Gastrointestinal disorders
The rs6706649 C and rs35652124 C SNPs have higher frequency in Japanese patients with ulcerative colitis, and their presence has been correlated with a chronic continuous disease phenotype. In Helicobacter pylori-infected patients, the rs6706649C/rs35652124C and rs6706649C/rs35652124T haplotypes have been correlated with increased and decreased risk, respectively, of CpG methylation; rs6706649C/rs35652124T carriers with negative Helicobacter pylori test showed reduced risk of gastric cancer.
Autoimmune disorders
In a Mexican Mestizo population it was found that lupus nephritis in women was significantly associated with presence of the heterozygous rs35652124 (C/T).
Breast cancer
Homozygosity for rs6721961 (TT) or rs2706110 (TT) has been associated with increased risk of breast cancer in a Finish population. Moreover, presence of the rs6721961 T allele together with the intronic rs1962142 A allele was associated with reduced Nrf2 expression in breast cancer tissue. In a study of a Finish population, Nrf2 rs2886182 (T/C) rare homozygous genotype TT has been significantly associated with poorer survival and recurrence-free survival in patients with breast cancer that had received adjuvant chemotherapy, and with poorer survival in patients with breast cancer that had undergone postoperative radiotherapy.
Venous thromboembolism
In postmenopausal women the rs6721961 (T allele) increased the risk of venous thromboembolism after oral estrogen therapy.

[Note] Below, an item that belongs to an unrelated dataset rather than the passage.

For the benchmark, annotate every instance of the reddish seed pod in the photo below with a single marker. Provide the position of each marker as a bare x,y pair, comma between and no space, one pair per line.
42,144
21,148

Neurodegenerative diseases
In Swedish populations, a protective effect against Parkinsons disease has been detected for a haplotype containing promoter SNPs rs7557529C/ rs35652124T/ rs6706649C/ rs6721961G as well as intronic SNPs rs2886161T/ rs1806649T/ rs2001350T/ rs10183914T) (Yamamoto et al., 2004; Marzec et al., 2007; Arisawa et al., 2008; Siedlinski et al., 2009; Masuko et al., 2011; Hartikainen et al., 2012; Cho, 2013; Figarska et al., 2014; Shimoyama et al., 2014).
* The nucleotides for each SNP correspond to the map on chr. 2, and are thus complementary to the gene sequence (NFE2L2 lies on the reverse strand).